I still get nervous. I think it’s important that you do. You learn to harness those nerves, all that adrenaline, and use it to get yourself ready for the task at hand. You need it, to some extent. I’d honestly be more worried if I weren’t nervous! It’s not always pleasant at the time, but there’s no denying that it’s a useful energy if you can channel it effectively. Music helps with that: it sustains the excitement and anticipation right through to kick-off. Beyond that, the game takes care of the rest.

For all the nerves you might have beforehand, you’re fearless on the pitch. Is there any element of self preservation on the field? Or do you just have to go for it?

I think that’s one of the positives of getting into the sport at such a young age. That self-preservation really hasn’t kicked in [laughs]. Like I said before, I started playing for the sheer fun of it, and that really hasn’t changed. There’s an element of just letting go on the field. You don’t really hold on to that concern for yourself in the heat of it all. Which is pretty useful when playing the position I do, where you’re literally getting involved in just about every grisly aspect of the game.

Do you have any pre-game rituals?

Not really. I know a lot of people expect players to have rituals like this but I’ve never found them useful. Because you hear so much about it, don’t you? Omens and the like; players insisting on putting their left boot on before their right otherwise it’s bad luck, and things like that.
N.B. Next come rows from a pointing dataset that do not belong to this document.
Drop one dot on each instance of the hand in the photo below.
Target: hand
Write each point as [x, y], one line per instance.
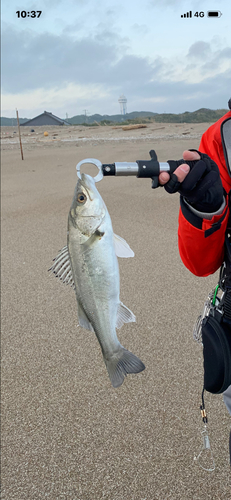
[182, 170]
[200, 186]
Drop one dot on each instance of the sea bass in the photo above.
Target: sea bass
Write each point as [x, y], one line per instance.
[89, 264]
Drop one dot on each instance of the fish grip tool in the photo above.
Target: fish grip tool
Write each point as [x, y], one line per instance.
[140, 168]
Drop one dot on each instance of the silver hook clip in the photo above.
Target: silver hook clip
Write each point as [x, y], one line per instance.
[95, 162]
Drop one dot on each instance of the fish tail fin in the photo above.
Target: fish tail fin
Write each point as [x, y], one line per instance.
[122, 363]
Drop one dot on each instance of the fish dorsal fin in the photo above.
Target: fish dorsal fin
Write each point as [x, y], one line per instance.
[62, 267]
[83, 320]
[122, 248]
[124, 315]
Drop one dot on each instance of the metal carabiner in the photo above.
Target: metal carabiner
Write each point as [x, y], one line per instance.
[95, 162]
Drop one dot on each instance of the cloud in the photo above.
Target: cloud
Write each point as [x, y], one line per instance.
[61, 73]
[199, 50]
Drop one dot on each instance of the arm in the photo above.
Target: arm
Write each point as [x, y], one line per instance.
[201, 235]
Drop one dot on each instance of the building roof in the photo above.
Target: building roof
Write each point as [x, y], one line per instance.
[46, 118]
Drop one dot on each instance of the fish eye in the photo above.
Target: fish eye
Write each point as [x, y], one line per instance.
[81, 198]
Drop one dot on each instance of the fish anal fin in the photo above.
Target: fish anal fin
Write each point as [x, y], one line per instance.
[121, 364]
[83, 320]
[124, 315]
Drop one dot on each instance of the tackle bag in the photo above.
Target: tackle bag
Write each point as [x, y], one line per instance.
[216, 339]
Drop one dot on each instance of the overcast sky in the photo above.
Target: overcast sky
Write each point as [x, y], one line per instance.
[83, 54]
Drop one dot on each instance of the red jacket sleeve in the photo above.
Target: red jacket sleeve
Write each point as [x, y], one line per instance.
[201, 241]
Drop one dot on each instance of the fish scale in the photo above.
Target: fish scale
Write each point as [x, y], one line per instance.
[89, 263]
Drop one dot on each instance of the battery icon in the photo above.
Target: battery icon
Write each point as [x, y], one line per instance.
[214, 13]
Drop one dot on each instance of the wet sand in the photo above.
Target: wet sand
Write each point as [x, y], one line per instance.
[66, 433]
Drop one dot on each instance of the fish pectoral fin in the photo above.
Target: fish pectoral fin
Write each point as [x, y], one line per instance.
[124, 315]
[122, 248]
[83, 320]
[62, 267]
[99, 233]
[95, 237]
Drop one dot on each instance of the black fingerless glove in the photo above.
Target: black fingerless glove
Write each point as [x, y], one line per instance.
[202, 187]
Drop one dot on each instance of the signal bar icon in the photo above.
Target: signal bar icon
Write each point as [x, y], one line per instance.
[188, 14]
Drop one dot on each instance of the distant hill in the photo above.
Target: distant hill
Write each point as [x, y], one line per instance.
[81, 119]
[200, 116]
[8, 122]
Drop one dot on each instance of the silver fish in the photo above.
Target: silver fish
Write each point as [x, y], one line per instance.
[89, 264]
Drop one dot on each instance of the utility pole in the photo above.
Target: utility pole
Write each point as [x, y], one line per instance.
[19, 134]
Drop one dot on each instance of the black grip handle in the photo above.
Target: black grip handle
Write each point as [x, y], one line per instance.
[175, 164]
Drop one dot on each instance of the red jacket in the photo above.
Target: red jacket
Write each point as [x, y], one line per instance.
[201, 241]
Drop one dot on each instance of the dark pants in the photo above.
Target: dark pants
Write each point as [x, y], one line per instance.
[230, 447]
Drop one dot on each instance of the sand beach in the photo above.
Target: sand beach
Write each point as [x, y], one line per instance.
[66, 433]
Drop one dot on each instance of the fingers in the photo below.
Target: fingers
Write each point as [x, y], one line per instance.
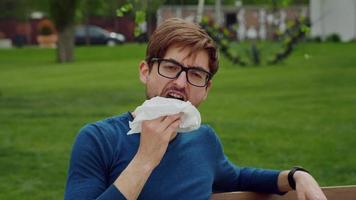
[161, 124]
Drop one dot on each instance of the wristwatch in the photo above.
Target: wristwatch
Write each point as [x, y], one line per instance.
[291, 180]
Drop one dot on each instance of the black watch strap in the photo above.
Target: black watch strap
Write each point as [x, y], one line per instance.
[291, 180]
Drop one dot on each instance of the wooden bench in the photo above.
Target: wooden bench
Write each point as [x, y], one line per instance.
[332, 193]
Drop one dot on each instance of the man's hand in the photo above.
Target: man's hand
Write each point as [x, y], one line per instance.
[307, 188]
[155, 137]
[154, 140]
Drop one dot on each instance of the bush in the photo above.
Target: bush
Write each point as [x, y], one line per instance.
[334, 37]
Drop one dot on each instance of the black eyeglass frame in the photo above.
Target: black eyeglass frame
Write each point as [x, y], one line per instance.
[183, 68]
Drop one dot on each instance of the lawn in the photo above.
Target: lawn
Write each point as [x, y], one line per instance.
[300, 112]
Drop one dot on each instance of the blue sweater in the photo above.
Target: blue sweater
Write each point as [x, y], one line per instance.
[193, 167]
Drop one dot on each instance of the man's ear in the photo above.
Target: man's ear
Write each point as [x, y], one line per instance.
[144, 71]
[207, 89]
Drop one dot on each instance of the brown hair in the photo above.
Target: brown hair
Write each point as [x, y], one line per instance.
[182, 33]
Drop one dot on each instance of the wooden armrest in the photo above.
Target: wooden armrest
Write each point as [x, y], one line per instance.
[332, 193]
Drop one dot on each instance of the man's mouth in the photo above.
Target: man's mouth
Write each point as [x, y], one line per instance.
[175, 95]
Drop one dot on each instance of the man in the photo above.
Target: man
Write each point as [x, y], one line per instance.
[160, 163]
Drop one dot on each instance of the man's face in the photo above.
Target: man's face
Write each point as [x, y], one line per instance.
[180, 88]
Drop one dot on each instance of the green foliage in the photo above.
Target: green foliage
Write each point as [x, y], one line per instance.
[63, 12]
[271, 117]
[21, 9]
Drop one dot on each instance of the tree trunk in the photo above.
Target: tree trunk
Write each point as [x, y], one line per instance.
[65, 50]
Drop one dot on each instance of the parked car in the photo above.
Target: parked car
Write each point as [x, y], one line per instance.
[97, 35]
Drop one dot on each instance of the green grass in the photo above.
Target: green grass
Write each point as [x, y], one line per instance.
[300, 112]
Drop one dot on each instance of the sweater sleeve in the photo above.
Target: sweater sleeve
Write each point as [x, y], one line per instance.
[229, 177]
[88, 167]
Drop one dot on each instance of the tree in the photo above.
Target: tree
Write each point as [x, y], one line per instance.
[63, 14]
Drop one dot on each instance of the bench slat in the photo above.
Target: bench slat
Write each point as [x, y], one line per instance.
[332, 193]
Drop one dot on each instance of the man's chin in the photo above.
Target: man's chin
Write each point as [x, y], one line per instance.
[172, 97]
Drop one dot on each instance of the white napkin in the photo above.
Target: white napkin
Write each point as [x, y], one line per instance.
[160, 106]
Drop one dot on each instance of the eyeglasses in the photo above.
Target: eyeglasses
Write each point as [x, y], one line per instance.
[172, 69]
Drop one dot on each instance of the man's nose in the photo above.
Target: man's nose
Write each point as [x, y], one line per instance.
[181, 80]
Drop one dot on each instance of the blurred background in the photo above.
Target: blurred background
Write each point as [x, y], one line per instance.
[285, 93]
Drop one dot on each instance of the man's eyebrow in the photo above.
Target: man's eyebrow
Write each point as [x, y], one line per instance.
[192, 66]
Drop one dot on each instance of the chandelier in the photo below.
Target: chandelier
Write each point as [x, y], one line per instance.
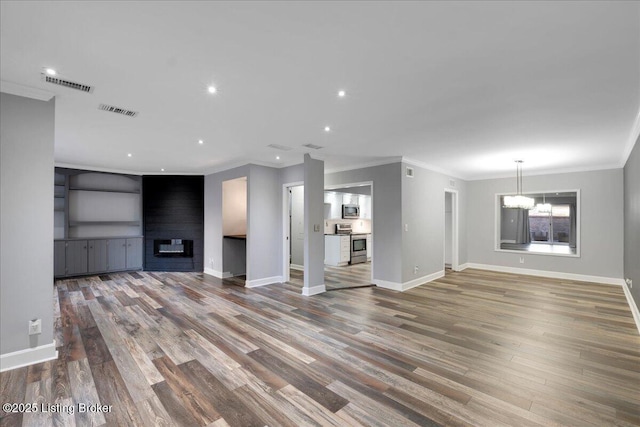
[518, 201]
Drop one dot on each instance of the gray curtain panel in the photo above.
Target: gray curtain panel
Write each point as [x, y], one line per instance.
[572, 226]
[523, 232]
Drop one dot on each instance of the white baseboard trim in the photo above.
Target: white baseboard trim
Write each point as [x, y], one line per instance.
[401, 287]
[218, 274]
[632, 305]
[263, 282]
[546, 273]
[313, 290]
[29, 356]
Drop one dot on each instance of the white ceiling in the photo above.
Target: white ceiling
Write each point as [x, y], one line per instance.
[460, 87]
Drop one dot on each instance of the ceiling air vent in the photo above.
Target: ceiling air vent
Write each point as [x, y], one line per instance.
[409, 172]
[117, 110]
[280, 147]
[67, 83]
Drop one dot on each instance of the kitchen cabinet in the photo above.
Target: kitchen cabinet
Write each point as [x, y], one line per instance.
[337, 249]
[97, 254]
[74, 257]
[59, 258]
[117, 254]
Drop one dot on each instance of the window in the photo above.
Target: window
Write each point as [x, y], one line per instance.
[551, 227]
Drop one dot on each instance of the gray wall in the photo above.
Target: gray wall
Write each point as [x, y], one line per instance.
[314, 226]
[387, 219]
[423, 207]
[632, 221]
[213, 215]
[601, 233]
[264, 217]
[26, 203]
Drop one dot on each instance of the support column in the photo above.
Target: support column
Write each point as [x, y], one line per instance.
[313, 226]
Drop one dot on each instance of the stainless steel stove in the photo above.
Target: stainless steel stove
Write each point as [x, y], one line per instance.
[358, 243]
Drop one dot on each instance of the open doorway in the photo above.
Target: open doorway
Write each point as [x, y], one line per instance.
[234, 230]
[450, 230]
[348, 229]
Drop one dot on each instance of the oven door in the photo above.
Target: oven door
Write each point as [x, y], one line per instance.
[358, 248]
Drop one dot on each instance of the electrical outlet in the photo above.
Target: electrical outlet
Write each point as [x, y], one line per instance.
[35, 326]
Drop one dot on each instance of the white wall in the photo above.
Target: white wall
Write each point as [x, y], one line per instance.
[448, 224]
[234, 206]
[632, 221]
[601, 219]
[26, 227]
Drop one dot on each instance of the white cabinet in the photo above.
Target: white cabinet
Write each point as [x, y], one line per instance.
[337, 249]
[365, 207]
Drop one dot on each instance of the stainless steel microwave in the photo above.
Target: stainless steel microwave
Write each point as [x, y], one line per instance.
[350, 211]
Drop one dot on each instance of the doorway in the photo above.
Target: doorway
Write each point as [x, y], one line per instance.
[450, 243]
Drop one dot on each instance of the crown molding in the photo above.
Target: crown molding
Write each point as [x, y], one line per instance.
[25, 91]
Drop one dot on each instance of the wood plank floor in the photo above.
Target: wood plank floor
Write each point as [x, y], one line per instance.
[472, 348]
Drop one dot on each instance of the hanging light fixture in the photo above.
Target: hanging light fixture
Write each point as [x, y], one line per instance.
[543, 207]
[518, 201]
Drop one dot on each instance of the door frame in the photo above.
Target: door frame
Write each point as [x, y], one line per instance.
[286, 227]
[455, 266]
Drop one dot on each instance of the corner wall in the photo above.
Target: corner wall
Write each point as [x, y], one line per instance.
[632, 221]
[26, 227]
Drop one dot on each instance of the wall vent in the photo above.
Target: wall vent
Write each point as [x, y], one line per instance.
[280, 147]
[117, 110]
[67, 83]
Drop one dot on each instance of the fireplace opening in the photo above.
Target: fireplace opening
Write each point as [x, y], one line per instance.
[173, 248]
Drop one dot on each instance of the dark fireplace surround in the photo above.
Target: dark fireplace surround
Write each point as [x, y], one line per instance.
[173, 209]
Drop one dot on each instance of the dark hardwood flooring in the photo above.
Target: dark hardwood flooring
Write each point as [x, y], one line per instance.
[472, 348]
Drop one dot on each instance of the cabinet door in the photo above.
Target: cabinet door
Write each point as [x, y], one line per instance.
[97, 254]
[117, 254]
[76, 257]
[134, 253]
[59, 259]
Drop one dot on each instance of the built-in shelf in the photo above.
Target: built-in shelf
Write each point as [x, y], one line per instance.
[81, 223]
[104, 190]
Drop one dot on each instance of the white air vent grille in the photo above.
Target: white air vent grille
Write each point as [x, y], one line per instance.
[409, 172]
[280, 147]
[67, 83]
[118, 110]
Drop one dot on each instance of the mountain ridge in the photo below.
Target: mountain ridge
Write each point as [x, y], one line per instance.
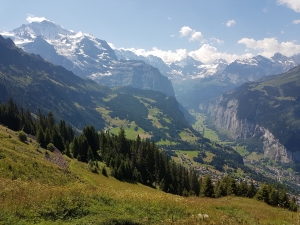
[86, 56]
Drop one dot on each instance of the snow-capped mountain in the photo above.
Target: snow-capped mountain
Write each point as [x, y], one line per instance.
[87, 56]
[187, 68]
[252, 69]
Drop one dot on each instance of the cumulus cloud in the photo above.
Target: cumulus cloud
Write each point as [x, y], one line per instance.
[269, 46]
[111, 45]
[194, 35]
[292, 4]
[166, 56]
[31, 18]
[230, 23]
[216, 40]
[208, 54]
[296, 21]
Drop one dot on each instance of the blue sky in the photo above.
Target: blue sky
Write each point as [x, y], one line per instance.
[203, 29]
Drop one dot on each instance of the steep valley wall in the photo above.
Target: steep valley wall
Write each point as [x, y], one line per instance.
[226, 119]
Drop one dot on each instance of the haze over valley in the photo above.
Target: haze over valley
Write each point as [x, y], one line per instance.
[111, 107]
I’ve done a lot of reading around the psychology of it all, and I’ve found that you just get in your own way with thinking like that. You don’t want to go into a game with any of those suppostitions. Because they’ll only distract you. You have to learn to roll with any and all variables before a game, otherwise you’re setting yourself up for distraction. That could see you really lose your edge.

That said, you’re one of the youngest players to start an international in 90 years. You’re going toe to toe with older, more experienced players. Is that ever intimidating?

It’s a learning experience more than anything. It’s great to hear of the experiences of the older lads and draw on their insights. There’s no real pressure in that sense, certainly not within the team. It doesn’t really matter if you have one cap or a hundred, everyone is playing with the same goal in mind. It’s a great experience.

Has there ever been a point in your career when you’ve had your confidence knocked at all?

Obviously, there are the times when you miss a tackle or you drop the ball. It can feel pretty devastating at that exact instant. But one of the most brilliant things about rugby is the fact that the game gives you so many chances to redeem yourself. The game really doesn’t stand still, so you find yourself constantly pushing forward. So yeah, I dropped the ball in the World Cup final, but before you know it, you’ve got another scrum and you’re about to make another tackle straight away. So you put it out of your mind and you press on.

So it’s really all about making that sense of pressure work for you, rather than being dominated by it?

Totally, you’ve hit the nail right on the head. There are definitely games – like the New Zealand semi final – where all you can think about is how important the game is. Not just for yourself, but for those around you, for England. In those cases, some players might tell themselves that it’s just another game. They play down the importance of it all to minimise that sense of pressure. But I prefer to appreciate it for exactly what it is. I like that sort of pressure, because it gives it all a real sense of purpose. Those moments don’t come around very often. They might never come around again. You’ve got to treat those moments of pressure with the respect they deserve.